Name: Jennifer Wellington
Date and Time:
2017. Feb 12, 11:30 am
Location: Brooklyn Apartment
Subject:
Removed the dough from the refrigerator and remixed by hand slightly because it had developed a dry crust. I also used a dollop of oil to coat it this time to prevent the crust from re-forming as it warms up.
2:00 pm
Mixed 2/3 cup of whole wheat flour, 1 tsp sugar, 1 tsp Kosher salt in keeping with the thirded recipe. Kneaded, but some flakiness/dryness of the dough. I rolled it into a relatively smooth ball and loosely placed cling wrap over it. The recipes suggests 2-5 hours to rise, but emphasizes that this will depend on many factors. Based on my experience, I think it will need 6-7 hours in my dry apartment with noncommercial yeast.
Date and Time:
2017. Feb 13, 12:45 pm
Location: Brooklyn Apartment
Subject:
The bread dough was taken out of the refrigerator and set on the counter to warm and rise.

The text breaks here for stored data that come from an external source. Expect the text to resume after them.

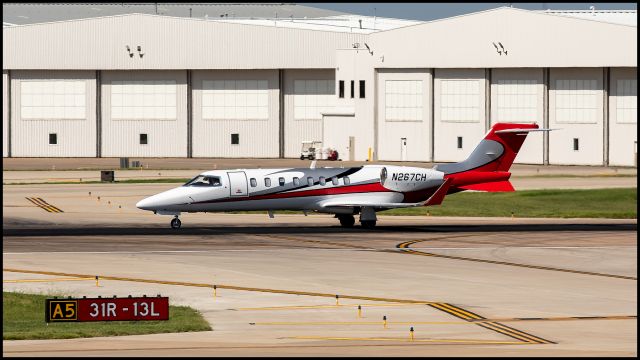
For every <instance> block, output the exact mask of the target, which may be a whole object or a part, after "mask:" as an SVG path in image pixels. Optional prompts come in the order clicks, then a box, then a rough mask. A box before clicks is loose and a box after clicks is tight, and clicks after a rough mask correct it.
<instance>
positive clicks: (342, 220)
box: [338, 215, 356, 227]
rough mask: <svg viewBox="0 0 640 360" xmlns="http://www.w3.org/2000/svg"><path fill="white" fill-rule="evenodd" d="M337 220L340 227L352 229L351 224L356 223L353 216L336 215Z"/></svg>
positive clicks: (344, 215)
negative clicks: (339, 222)
mask: <svg viewBox="0 0 640 360" xmlns="http://www.w3.org/2000/svg"><path fill="white" fill-rule="evenodd" d="M338 220H340V225H342V227H353V224H355V223H356V219H355V218H354V217H353V215H338Z"/></svg>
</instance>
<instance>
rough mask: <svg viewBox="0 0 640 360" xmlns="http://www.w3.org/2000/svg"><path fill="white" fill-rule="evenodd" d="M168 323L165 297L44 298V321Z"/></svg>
mask: <svg viewBox="0 0 640 360" xmlns="http://www.w3.org/2000/svg"><path fill="white" fill-rule="evenodd" d="M141 320H169V298H168V297H160V296H158V297H146V296H144V297H126V298H117V297H114V298H68V299H46V302H45V321H46V322H48V323H49V322H73V321H141Z"/></svg>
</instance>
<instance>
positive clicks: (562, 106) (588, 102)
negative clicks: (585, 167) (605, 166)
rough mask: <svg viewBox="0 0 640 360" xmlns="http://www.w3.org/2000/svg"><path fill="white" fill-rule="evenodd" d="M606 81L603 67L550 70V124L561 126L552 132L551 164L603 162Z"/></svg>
mask: <svg viewBox="0 0 640 360" xmlns="http://www.w3.org/2000/svg"><path fill="white" fill-rule="evenodd" d="M559 81H561V82H559ZM602 85H603V69H602V68H552V69H551V70H550V74H549V127H550V128H552V129H560V130H556V131H551V132H550V133H549V163H550V164H557V165H602V163H603V136H604V134H603V131H604V130H603V116H602V115H603V90H602V89H603V86H602ZM559 86H562V87H564V88H565V89H564V90H562V89H558V87H559ZM574 138H577V139H579V140H578V142H579V149H578V150H577V151H574V150H573V139H574ZM613 141H615V139H614V140H613Z"/></svg>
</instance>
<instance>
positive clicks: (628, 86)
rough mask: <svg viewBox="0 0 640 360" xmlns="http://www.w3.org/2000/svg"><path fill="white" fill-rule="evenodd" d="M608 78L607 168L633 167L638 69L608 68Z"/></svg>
mask: <svg viewBox="0 0 640 360" xmlns="http://www.w3.org/2000/svg"><path fill="white" fill-rule="evenodd" d="M609 79H610V84H611V86H610V92H609V96H610V97H609V139H610V140H609V165H621V166H634V165H636V164H635V161H636V152H637V145H636V142H637V141H638V68H612V69H611V75H610V78H609ZM634 108H635V112H634V111H633V109H634ZM634 114H635V115H634Z"/></svg>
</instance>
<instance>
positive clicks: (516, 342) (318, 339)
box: [285, 336, 532, 345]
mask: <svg viewBox="0 0 640 360" xmlns="http://www.w3.org/2000/svg"><path fill="white" fill-rule="evenodd" d="M285 339H298V340H344V341H348V340H350V341H397V342H408V343H412V342H413V343H462V344H491V345H493V344H508V345H527V344H532V343H525V342H522V341H501V340H478V339H413V340H412V339H409V338H367V337H328V336H293V337H286V338H285Z"/></svg>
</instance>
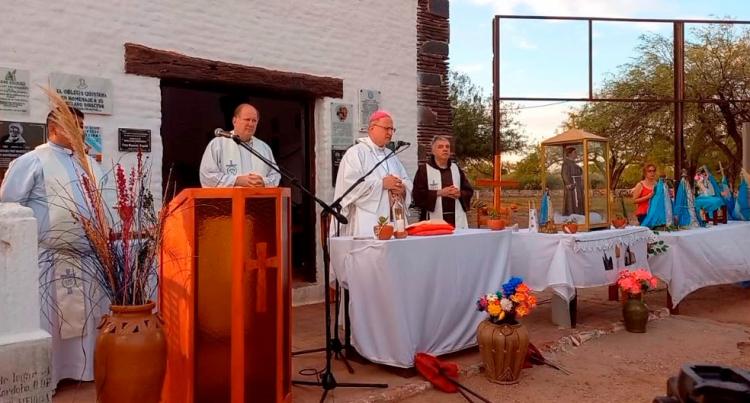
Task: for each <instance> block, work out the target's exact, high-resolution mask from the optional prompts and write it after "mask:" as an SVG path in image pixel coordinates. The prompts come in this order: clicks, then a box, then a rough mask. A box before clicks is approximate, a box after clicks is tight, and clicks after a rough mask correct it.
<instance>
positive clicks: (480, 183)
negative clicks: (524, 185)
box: [477, 152, 518, 212]
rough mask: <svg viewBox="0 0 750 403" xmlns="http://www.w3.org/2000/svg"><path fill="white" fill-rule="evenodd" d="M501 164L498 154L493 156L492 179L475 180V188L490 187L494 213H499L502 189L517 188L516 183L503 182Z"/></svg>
mask: <svg viewBox="0 0 750 403" xmlns="http://www.w3.org/2000/svg"><path fill="white" fill-rule="evenodd" d="M502 168H503V162H502V159H501V158H500V153H499V152H497V153H496V154H495V158H494V160H493V162H492V171H493V172H492V179H477V186H481V187H491V188H492V207H493V208H494V209H495V211H497V212H500V210H501V202H502V187H503V186H507V187H517V186H518V181H504V180H503V179H502V177H503V171H502Z"/></svg>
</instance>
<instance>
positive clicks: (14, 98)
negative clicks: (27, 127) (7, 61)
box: [0, 67, 29, 114]
mask: <svg viewBox="0 0 750 403" xmlns="http://www.w3.org/2000/svg"><path fill="white" fill-rule="evenodd" d="M0 111H3V112H15V113H24V114H27V113H29V71H28V70H18V69H9V68H6V67H0Z"/></svg>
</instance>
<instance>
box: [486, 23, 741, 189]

11:00 p.m. - still has not changed in appearance. Decided it was too dry. Mixed in water to moisten and put back in the fridge.
N.B., Saturday - The lump never rose or changed. Having to toss.
Date and Time:
2017. Feb 18, 2:00 pm
Location: Brooklyn Apartment
Subject:
Realized the recipe I had been planning to work off of for authentic bread was actually unleavened. I’m having difficulty finding a straightforward English bread recipe (not gingerbread, “French” bread that’s eggy, or other specialty breads that seem unlikely here), so going to follow my previous recipe, but with “maslin.”
http://blog.kingarthurflour.com/2012/04/08/maintaining-your-sourdough-starter-food-water-and-time/ <used this to feed the starter again, pm. The starter was bubbly and smelled of apples, but tasted very bitter/slightly alcoholic
Since I messed up previously with whole wheat flour, I want to salvage some starter - feeding with the bread flour this time.
I only had a small amount of sourdough, so after taking 4 oz and feeding, I had 1/6th cup of starter left.
Not much to try baking with!
Back to the King arthur sourdough recipe, only 1/6th this time
So, 1/6th cup of starter. 1/4 cup water, and 1/2 cup flour, beat for 1 minute,
Combined the starter, water, and 3 cups of the flour. Kneaded & covered. Left on the counter for 5 hours, then refrigerated overnight.
Date and Time:
2017. Feb 19, 10:45 am
Location: Brooklyn Apartment
Subject:
Took out dough and allowed to warm up for 45 minutes. Added the remaining ingredients: 1/3 cup whole wheat flour (no rye, so this is a fancy bread), tsp sugar, tsp kosher salt. Kneaded, and this time added water - just a little, to moisten the dough. This seems to have done the trick as opposed to last time. Allowed to rise until 6:15 pm. Then I made a mistake: I cut the dough in half, because I was paying attention to the recipe and not thinking about the molding. So I have two very small loaves. I let those rise for an hour, then baked them for 30 minutes at 425 F.
Then I cut the fresh loaves in half, used a spoon to hollow out the four parts, and squeezed the warm pith around two objects - a pendant for a double sided mold, and a brooch for a more complicated single-sided mold. Allowing to dry overnight.